Andrew Burt who, with his co-founder at BNH.AI, provided input on the RoBERTa bias research, commends IQT’s efforts. IQT Labs is not the only one of their clients trying to figure out how to interrogate AIs, but they are the only ones doing it so openly, sharing their experiences to invite comment and collaboration. “I think there’s a real openness and willingness to try new things,” he says of them. In Burt’s line of work, clients can often resist audits and push back. “And with IQT, we just don’t see that at all, every piece of feedback that we give is really embraced.”

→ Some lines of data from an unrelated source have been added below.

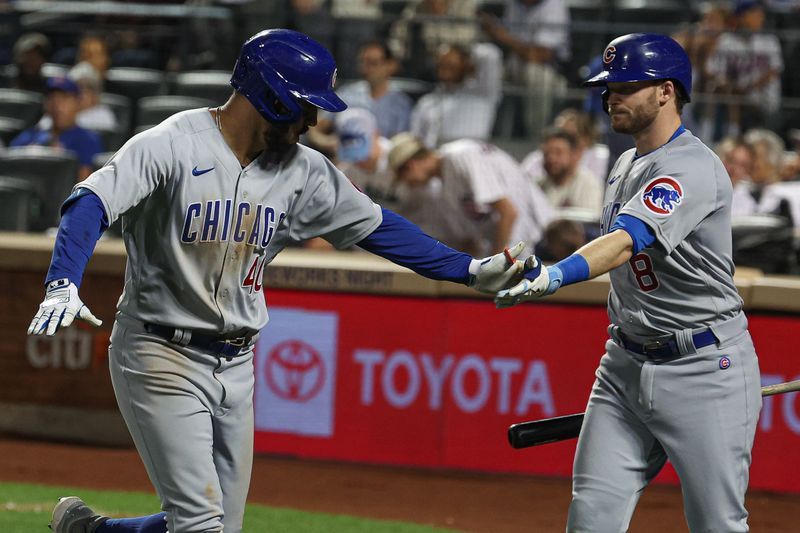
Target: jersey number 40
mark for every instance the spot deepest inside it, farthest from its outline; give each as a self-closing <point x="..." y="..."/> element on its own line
<point x="255" y="274"/>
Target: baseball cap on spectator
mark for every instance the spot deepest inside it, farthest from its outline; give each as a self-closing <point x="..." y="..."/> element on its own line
<point x="741" y="6"/>
<point x="404" y="147"/>
<point x="62" y="83"/>
<point x="356" y="128"/>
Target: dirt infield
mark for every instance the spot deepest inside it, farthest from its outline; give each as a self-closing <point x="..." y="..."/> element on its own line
<point x="471" y="502"/>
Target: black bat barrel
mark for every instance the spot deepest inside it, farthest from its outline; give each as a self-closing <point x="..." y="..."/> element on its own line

But then there are issues like how it took the bias team over a dozen languages before they discovered the AI’s weakness in one obscure Taiwanese language. There are over 7,000 languages in the world today—so what should a standard be? Should auditors really be scanning their text-based AIs for all 7,000 languages? It’s a point that gets back to Brennen’s earlier statement about deliberately keeping the scope small—a few people, a few months, a few key questions. Any more than that, and the entire auditing process could quickly balloon past what a company under pressure to release a product is willing to do.

Ryan Ashley likes to paraphrase a quote attributed to Jamie Zawinksi, a well-known programmer from the early days of Mosaic and Netscape: “A fifty percent solution that reaches fifty percent of the people is still better than a hundred percent solution that never gets out of your lab.”

Both Ashley and Brennen agree that there is no way to fully explore and mitigate every single risk; that would be an impossible ask. But that doesn’t mean that an AI creator shouldn’t try to explore the limits and risks of their tools. “You should know what you’re using,” Brennen says. “I feel very confident that if you just assume everything’s fine, that’s not ideal.”

For now, the goal is simply to try to answer some basic questions about risk, in a way that IQT Labs can back up through rigorous testing and empirical results and “Then be as transparent as possible about what we did, why we did it, and also what we think is wrong with it,” she says. “And hopefully, this will spur a larger conversation.”